Sleep Disordered Breathing May Signal Laryngomalacia
Christine M. Clark1, Dale S. DiSalvo2, Jansie Prozesky3, *, Michele M. Carr4
1 The Pennsylvania State University, College of Medicine, Hershey, PA, USA
2 Department of Anesthesiology, University of Rochester Medical Center, Rochester, NY, USA
3 Department of Anesthesiology and Perioperative Medicine, Division of Pediatric Anesthesia, The Pennsylvania University, College of Medicine, Hershey, PA, USA
4 Department of Surgery, Division of Otolaryngology-Head and Neck Surgery, and Department of Pediatrics, The Pennsylvania University, College of Medicine, Hershey, PA, USA
Pediatric anesthesiologists are often confronted with children with sleep-disordered breathing (SDB) presenting for tonsillectomy and/or anesthesia. The typical patient has symptoms of obstructive sleep apnea (OSA) with enlarged tonsils; however, a subset of patients may have underlying laryngomalacia (LM) without tonsillar hypertrophy. Both OSA and LM significantly increase the risk of intra- and postoperative airway obstruction and sensitivity to narcotics. The prevalence of LM may be underestimated, because direct laryngoscopy (DL) is not routinely performed in the diagnostic evaluation of patients with SDB who lack tonsillar hypertrophy.
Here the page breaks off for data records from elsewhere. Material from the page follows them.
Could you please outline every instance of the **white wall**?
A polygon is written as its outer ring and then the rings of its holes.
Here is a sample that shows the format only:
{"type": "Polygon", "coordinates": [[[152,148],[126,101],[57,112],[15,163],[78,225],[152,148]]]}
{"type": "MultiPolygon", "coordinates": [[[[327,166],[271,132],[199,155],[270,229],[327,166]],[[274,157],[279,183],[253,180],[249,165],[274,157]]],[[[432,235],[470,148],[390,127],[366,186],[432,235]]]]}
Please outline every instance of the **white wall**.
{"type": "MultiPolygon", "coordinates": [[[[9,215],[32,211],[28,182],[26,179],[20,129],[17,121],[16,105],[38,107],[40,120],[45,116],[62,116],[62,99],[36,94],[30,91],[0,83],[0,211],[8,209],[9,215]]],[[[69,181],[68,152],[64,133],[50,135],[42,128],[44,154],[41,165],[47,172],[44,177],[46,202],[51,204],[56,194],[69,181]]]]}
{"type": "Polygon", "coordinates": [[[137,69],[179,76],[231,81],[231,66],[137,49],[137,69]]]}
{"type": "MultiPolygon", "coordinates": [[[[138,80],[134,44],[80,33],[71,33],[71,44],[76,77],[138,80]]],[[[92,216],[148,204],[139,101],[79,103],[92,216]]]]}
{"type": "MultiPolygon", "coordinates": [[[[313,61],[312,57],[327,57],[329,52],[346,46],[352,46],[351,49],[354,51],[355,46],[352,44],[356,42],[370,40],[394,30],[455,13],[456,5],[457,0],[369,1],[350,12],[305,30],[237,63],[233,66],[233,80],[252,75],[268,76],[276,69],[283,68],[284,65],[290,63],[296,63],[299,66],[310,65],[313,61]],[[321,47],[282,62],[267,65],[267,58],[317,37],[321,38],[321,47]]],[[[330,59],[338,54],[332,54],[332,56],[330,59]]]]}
To identify the prevalence and DL findings in pediatric patients with SDB without tonsillar hypertrophy.
Retrospective chart review of 108 patients with SDB who underwent general anesthesia for adenotonsillectomy (TA) or adenoidectomy with concomitant DL. The following data were collected: demographic information, medical comorbidities, polysomnography results, anesthetic techniques, and postoperative complications.
94.5% of children had DL findings consistent with LM, including a retropositioned epiglottis and short aryepiglottic folds. Postglottic edema was observed in 42.2%, and these patients were significantly more likely to have a diagnosis of gastroesophageal reflux (P=0.023). 57.8% had vocal cord edema. 75.3% of children who received routine postoperative follow-up care experienced complete symptom resolution. Postoperative complications following discharge from hospital occurred in 12.4% of patients, and 15.7% underwent supraglottoplasty for continued SDB symptoms after TA or adenoidectomy.
A substantial proportion of patients with SDB who lacked tonsillar hypertrophy had findings consistent with LM, suggesting that the larynx may be the primary site of upper airway obstruction in these patients. This has significant implications in terms of perioperative management. The majority of patients with SDB had symptomatic improvement following TA or adenoidectomy; however, a subset required further surgical intervention with supraglottoplasty.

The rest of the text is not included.